Keith Olbermann Files a No-Holds-Barred Lawsuit Over Firing by Current TV
The fired host unloads on Current TV, accusing Al Gore of being a dilettante and co-owner Joel Hyatt of blackmail. Howard Kurtz on the war over Keith’s firing.
Keith Olbermann filed suit Thursday against Current TV, charging that owners 
Al Gore and Joel Hyatt and their deputies “are no more than dilettantes 
portraying entertainment industry executives.”
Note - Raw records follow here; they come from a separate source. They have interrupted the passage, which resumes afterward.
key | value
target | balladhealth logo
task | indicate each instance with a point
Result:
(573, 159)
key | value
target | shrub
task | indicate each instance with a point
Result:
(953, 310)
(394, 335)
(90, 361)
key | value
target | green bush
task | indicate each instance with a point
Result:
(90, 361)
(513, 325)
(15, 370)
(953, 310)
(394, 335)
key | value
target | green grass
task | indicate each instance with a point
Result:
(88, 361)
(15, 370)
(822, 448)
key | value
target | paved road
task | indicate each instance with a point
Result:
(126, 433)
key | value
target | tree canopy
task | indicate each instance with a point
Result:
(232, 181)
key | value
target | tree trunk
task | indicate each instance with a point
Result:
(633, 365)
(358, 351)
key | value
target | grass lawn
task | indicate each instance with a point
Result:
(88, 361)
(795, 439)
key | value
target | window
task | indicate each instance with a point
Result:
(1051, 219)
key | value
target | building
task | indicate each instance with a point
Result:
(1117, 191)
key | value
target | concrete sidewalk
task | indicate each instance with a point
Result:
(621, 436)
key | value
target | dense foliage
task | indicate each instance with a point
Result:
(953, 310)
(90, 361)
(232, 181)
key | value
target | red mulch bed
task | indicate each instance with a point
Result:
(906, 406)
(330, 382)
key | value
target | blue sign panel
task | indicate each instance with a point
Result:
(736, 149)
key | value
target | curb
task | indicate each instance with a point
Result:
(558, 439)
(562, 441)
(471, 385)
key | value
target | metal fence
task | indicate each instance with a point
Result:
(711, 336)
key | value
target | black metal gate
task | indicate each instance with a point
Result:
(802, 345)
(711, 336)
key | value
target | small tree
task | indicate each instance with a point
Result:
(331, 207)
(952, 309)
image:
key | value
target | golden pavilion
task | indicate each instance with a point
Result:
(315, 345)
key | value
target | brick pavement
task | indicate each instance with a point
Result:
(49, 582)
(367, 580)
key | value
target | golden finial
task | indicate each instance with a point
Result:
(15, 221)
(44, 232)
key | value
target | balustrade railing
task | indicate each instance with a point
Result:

In the lawsuit, promised as a response to his firing last week, Olbermann 
calls his dismissal “the latest in a series of increasingly erratic and 
unprofessional actions undertaken by Current’s senior management.” The former 
host, who lasted 10 months there after a bitter breakup with MSNBC, is seeking 
$50 million to $70 million in lost compensation and equity.
The suit is nothing if not personal, and at one point suggests a failed 
bromance. Hyatt “attempted to isolate Olbermann from his professional 
representatives in an awkward attempt to form a close personal relationship with 
his new star,” it says. “When Olbermann did not reciprocate Hyatt’s advances, 
Hyatt reacted by withholding necessary production resources, disparaging 
Olbermann in the press, denying him contractually guaranteed editorial control 
over Current’s election coverage and the program website” and “cutting out 
Olbermann of internal discussions of other programs on Current, and directing 
Current’s attorneys to harass Olbermann with vague and spurious claims of 
breach.”
It gets worse: Hyatt “threatened to derail Olbermann’s career” before the 
show debuted last June unless he banned his manager, lawyers and agents from all 
interactions with Current. Hyatt, a wealthy attorney, “blackmailed Olbermann 
into agreeing” to put himself “in the position of “fending for himself without 
benefit of hired advisors. Olbermann gave into Hyatt’s blackmail for the purpose 
of saving the premiere of the program and the jobs of those who worked on it. 
Olbermann left the meeting devastated at having discovered that he was working 
for a blackmailer.”
Current spokesman Christopher Lehane, a onetime aide to Gore’s 2000 
presidential campaign, said in a statement that Olbermann was let go for such 
breaches of contract as “the failure to show up at work, sabotaging the network 
and attacking Current and its executives.
“As the old adage says: ‘When the law is on your side, you argue the law. 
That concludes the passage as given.